Published online Jul 7, 2006. doi: 10.3748/wjg.v12.i25.4061
Revised: December 12, 2005
Accepted: December 22, 2005
Published online: July 7, 2006
AIM: To study the dynamic changes of hepatits B virus (HBV) DNA in serum and peripheral blood mononuclear cells (PBMCs) of patients after lamivudine therapy.
METHODS: A total of 72 patients with chronic HBV infection were included in this study. All patients were confirmed to have the following conditions: above 16 years of age, elevated serum alanine amonotransferase (ALT), positive hepatitis B e antigen (HBeAg), positive HBV DNA in serum and PBMCs, negative antibodies against HAV, HCV, HDV, HEV. Other possible causes of chronic liver damages, such as drugs, alcohol and autoimmune diseases were excluded. Seventy-two cases were randomly divided into lamivudine treatment group (n = 42) and control group (n = 30). HBV DNA was detected both in serum and in PBMCs by fluorescence quantitative polymerase chain reaction (PCR), during and after lamivudine treatment.
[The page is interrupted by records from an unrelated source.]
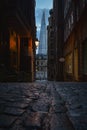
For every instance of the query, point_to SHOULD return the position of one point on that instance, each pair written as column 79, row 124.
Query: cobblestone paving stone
column 43, row 106
column 75, row 96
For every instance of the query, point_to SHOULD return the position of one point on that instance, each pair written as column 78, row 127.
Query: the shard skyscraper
column 42, row 50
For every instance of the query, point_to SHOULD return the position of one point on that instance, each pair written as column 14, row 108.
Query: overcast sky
column 44, row 4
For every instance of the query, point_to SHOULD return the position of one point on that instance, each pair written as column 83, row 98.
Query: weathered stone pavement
column 43, row 106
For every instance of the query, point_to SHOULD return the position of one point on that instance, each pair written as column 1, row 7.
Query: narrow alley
column 43, row 105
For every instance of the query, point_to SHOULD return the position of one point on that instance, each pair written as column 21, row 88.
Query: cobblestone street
column 43, row 106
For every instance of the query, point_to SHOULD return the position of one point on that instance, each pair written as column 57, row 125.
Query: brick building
column 55, row 44
column 51, row 48
column 17, row 36
column 75, row 40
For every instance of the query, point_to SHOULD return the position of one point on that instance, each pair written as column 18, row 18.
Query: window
column 85, row 58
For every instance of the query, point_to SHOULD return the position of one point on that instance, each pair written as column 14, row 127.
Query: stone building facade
column 75, row 40
column 17, row 36
column 57, row 40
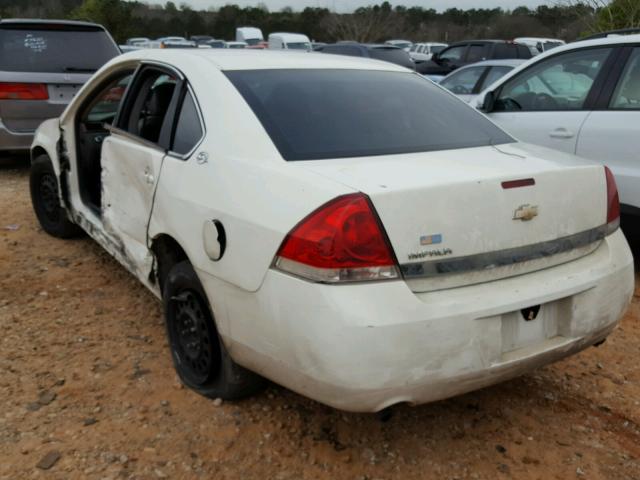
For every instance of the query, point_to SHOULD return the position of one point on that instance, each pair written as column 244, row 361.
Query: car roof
column 465, row 42
column 256, row 60
column 290, row 36
column 505, row 62
column 40, row 22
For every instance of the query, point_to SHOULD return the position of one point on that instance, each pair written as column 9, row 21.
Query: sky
column 350, row 5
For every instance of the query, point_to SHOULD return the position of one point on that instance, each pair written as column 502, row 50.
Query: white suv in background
column 581, row 98
column 424, row 51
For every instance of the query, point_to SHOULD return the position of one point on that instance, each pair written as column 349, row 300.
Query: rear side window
column 627, row 94
column 463, row 82
column 495, row 73
column 54, row 51
column 188, row 129
column 323, row 114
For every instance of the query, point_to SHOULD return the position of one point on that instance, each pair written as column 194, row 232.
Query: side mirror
column 487, row 103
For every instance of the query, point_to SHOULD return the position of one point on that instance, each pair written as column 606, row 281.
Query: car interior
column 144, row 117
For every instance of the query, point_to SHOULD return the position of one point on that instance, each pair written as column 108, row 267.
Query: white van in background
column 538, row 45
column 289, row 41
column 250, row 35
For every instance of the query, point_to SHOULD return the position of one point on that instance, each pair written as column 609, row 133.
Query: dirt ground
column 87, row 390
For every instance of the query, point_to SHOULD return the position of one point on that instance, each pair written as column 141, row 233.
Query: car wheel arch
column 167, row 252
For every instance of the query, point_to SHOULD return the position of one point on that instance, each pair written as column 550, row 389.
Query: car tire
column 199, row 355
column 45, row 198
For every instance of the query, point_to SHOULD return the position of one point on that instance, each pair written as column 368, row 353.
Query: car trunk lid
column 452, row 220
column 25, row 115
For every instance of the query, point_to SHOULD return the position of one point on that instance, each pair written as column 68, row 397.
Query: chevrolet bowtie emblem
column 525, row 212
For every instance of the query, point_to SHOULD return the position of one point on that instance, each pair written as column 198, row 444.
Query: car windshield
column 324, row 114
column 299, row 46
column 54, row 51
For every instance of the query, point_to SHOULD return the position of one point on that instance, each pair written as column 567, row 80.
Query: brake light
column 341, row 241
column 613, row 202
column 23, row 91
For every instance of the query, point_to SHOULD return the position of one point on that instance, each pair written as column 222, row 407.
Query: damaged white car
column 301, row 224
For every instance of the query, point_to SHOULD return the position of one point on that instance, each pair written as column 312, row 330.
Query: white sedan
column 582, row 98
column 301, row 224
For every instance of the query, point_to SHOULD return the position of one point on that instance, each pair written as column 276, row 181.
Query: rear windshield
column 40, row 50
column 323, row 114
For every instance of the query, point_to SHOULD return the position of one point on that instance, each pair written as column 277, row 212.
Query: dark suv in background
column 43, row 63
column 387, row 53
column 459, row 54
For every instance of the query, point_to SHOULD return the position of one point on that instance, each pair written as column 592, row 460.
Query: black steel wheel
column 199, row 355
column 194, row 342
column 45, row 198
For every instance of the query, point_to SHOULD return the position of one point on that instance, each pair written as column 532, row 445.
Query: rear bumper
column 10, row 140
column 365, row 347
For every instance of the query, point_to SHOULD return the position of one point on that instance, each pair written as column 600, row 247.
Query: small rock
column 33, row 406
column 49, row 460
column 46, row 398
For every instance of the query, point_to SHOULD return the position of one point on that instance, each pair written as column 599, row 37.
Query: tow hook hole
column 530, row 313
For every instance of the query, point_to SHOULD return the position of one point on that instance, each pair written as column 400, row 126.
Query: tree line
column 567, row 20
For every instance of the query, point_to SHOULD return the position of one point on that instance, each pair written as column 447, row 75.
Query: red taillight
column 341, row 241
column 23, row 91
column 613, row 201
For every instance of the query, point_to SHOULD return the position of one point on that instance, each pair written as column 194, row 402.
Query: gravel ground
column 87, row 390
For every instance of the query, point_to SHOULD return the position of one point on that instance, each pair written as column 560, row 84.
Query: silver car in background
column 468, row 81
column 43, row 63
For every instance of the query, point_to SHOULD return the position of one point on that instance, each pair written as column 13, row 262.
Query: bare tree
column 604, row 15
column 365, row 25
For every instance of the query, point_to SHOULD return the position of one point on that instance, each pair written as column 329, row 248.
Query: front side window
column 104, row 107
column 562, row 82
column 463, row 81
column 453, row 53
column 324, row 114
column 188, row 129
column 146, row 115
column 627, row 93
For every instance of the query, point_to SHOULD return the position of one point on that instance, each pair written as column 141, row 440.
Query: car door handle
column 561, row 133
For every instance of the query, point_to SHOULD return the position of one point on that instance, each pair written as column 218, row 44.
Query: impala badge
column 431, row 239
column 525, row 212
RESULTS: In the treatment group, HBV DNA became negative both in serum and in PBMC, of 38 and 25 out of 42 cases respectively during the 48 wk of lamivudine treatment, the negative rate was 90.5% and 59.5% respectively. In the control group, the negative rate was 23.3% and 16.7% respectively. It was statistically significant at 12, 24 and 48 wk as compared with the control group (P < 0.005). The average conversion period of HBV DNA was 6 wk (2-8 wk) in serum and 16 wk (8-24 wk) in PBMC.
CONCLUSION: Lamivudine has remarkable inhibitory effects on HBV replication both in serum and in PBMCs. The inhibitory effect on HBV DNA in PBMCs is weaker than that in serum.